General Manager PLN Unit Induk Distribusi (UID) Aceh, Mundhakir, memastikan seluruh pelanggan kini telah kembali menikmati aliran listrik secara normal.
"Hingga saat ini, seluruh sistem kelistrikan di Aceh telah berhasil pulih sepenuhnya.
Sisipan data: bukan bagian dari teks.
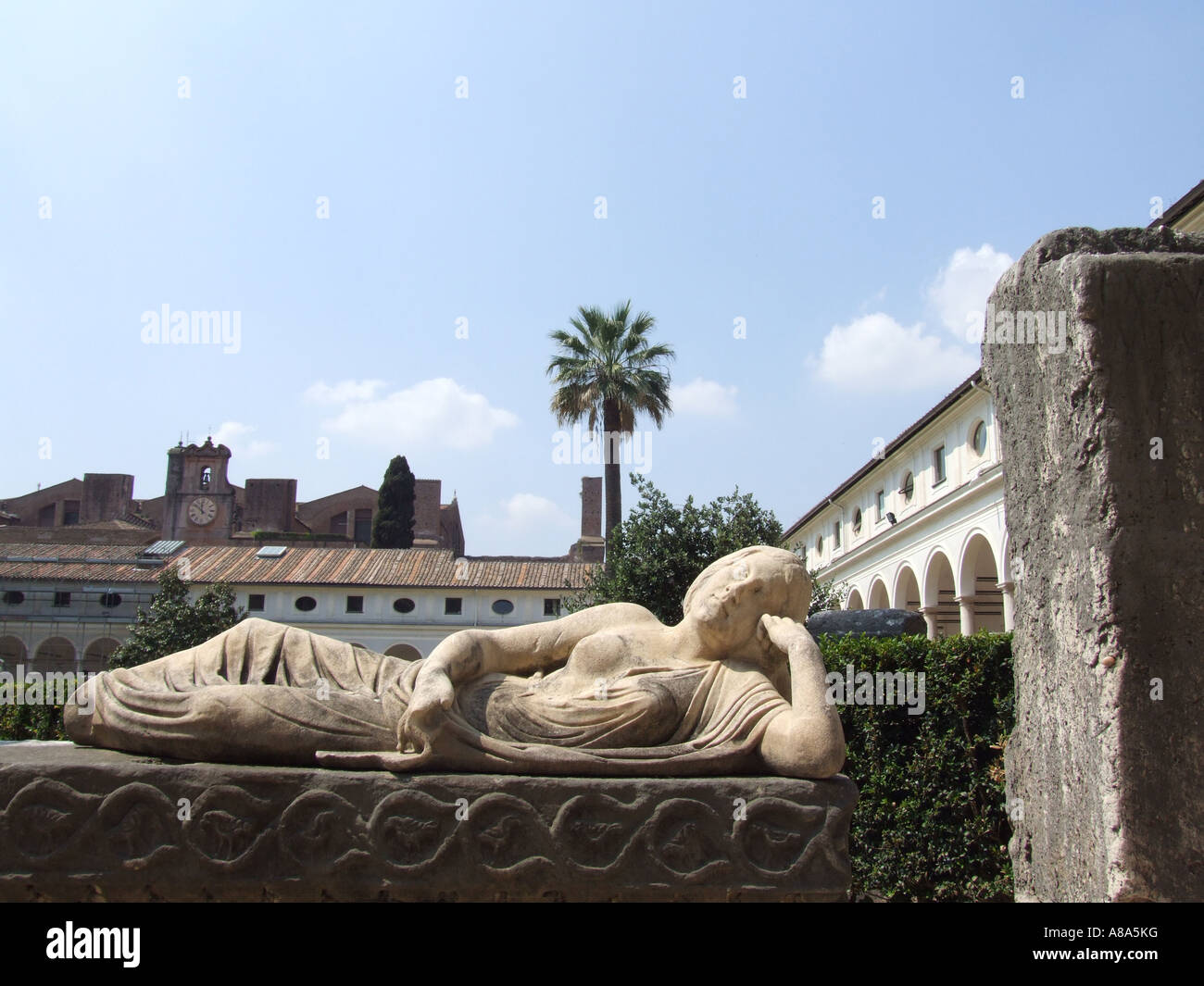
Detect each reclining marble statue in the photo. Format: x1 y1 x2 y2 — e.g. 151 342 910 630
64 546 844 779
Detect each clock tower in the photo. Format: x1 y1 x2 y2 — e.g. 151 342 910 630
163 437 235 544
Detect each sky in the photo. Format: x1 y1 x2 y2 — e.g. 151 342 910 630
0 0 1204 555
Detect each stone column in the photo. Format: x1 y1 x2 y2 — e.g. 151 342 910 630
995 581 1016 630
954 596 974 637
983 228 1204 901
920 605 940 641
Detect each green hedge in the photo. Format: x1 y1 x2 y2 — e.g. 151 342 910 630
0 688 68 739
819 633 1014 901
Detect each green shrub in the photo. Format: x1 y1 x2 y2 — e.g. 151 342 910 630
0 688 68 739
819 633 1014 901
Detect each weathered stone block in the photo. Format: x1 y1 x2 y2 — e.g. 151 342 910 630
807 609 928 637
983 229 1204 901
0 744 858 901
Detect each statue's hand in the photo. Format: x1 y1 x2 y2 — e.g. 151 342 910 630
397 666 455 753
756 613 809 654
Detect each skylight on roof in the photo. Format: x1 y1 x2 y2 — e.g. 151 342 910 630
142 541 184 557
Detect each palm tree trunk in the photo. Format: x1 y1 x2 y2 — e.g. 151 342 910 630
602 400 622 565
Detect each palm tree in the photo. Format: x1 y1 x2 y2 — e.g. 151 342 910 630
548 301 675 555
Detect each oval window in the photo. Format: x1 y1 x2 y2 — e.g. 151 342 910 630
972 421 986 456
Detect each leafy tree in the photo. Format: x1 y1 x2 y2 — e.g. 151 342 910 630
546 301 675 555
108 566 247 668
567 473 782 625
795 552 849 617
372 456 414 548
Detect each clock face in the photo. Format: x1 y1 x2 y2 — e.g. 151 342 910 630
188 496 218 528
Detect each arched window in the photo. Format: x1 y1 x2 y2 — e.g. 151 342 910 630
971 421 986 458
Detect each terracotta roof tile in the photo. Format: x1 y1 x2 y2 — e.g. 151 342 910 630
0 543 597 591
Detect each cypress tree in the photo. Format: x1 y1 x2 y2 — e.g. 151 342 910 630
372 456 414 548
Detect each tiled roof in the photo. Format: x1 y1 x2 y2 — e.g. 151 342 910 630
0 537 159 584
782 368 983 542
0 543 596 591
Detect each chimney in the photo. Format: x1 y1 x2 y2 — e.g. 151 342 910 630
582 476 602 538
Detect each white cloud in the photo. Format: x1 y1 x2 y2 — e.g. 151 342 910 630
470 493 578 557
670 377 737 418
497 493 573 533
213 421 276 458
808 312 979 393
304 381 384 405
309 377 519 449
928 243 1012 342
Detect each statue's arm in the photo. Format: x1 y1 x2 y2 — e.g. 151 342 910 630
761 617 844 778
397 603 658 751
420 603 657 685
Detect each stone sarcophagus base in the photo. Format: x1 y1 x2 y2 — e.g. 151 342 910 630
0 743 858 901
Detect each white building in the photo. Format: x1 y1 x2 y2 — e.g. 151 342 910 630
785 371 1014 637
0 541 596 670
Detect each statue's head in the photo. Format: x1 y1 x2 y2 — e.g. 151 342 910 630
682 544 811 648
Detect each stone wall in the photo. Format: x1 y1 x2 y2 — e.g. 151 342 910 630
0 743 858 901
983 229 1204 901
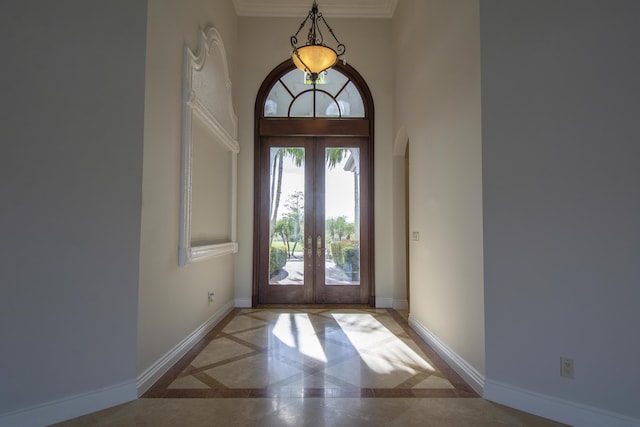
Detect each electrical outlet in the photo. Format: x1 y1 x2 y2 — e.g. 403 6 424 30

Personel kami tetap bersiaga untuk memastikan pasokan listrik tetap andal, khususnya untuk sektor-sektor vital seperti rumah sakit, fasilitas pemerintahan, pusat komunikasi, dan pelayanan publik," ujar Mundhakir dalam keterangan tertulis, Kamis (2/10).
Menurut Mundhakir, pemulihan sistem ini melibatkan pengerahan personel gabungan dari berbagai unit PLN di Aceh yang bekerja tanpa henti selama 24 jam untuk menangani gangguan dan mempercepat proses normalisasi.
Sebelumnya, wilayah Aceh mengalami pemadamanlistrik massal sejak Senin (29/9/2025).
Gangguan ini terjadi akibat perbaikan yang dilakukan di dua pembangkit listrik tenaga mesin gas (PLTMG), yakni PLTMG Arun dan Bireuen.
Di saat yang hampir bersamaan, PLTU Nagan Raya juga mengalami masalah teknis, yang membuat sistem kelistrikan regional terganggu secara signifikan.
"Pada dasarnya listrik di Aceh surplus sebesar 399 megawatt, dengan daya tersedia mencapai 1.013 megawatt dan beban puncak hanya 614 megawatt. Namun karena terjadi trouble di PLTU Nagan Raya, daya yang tersedia tidak bisa dimanfaatkan," jelas Mundhakir.
Ia menambahkan, proses perbaikan telah dilakukan sejak awal minggu, namun kendala teknis di lapangan membuat pemulihan berlangsung lebih lama dari yang diperkirakan.
Mundhakir juga mengungkapkan bahwa penyebab utama gangguan di PLTU Nagan Raya masih dalam proses investigasi oleh tim independen dan Kementerian Energi dan Sumber Daya Mineral (ESDM).
"Untuk masalah utamanya masih dalam investigasi. Setelah itu baru bisa diketahui secara pasti. Kami mohon dukungan masyarakat agar proses perbaikan dan evaluasi sistem kelistrikan dapat berjalan optimal," katanya.
PLN menyampaikan permohonan maaf kepada seluruh masyarakat Aceh atas ketidaknyamanan yang terjadi selama masa pemadaman.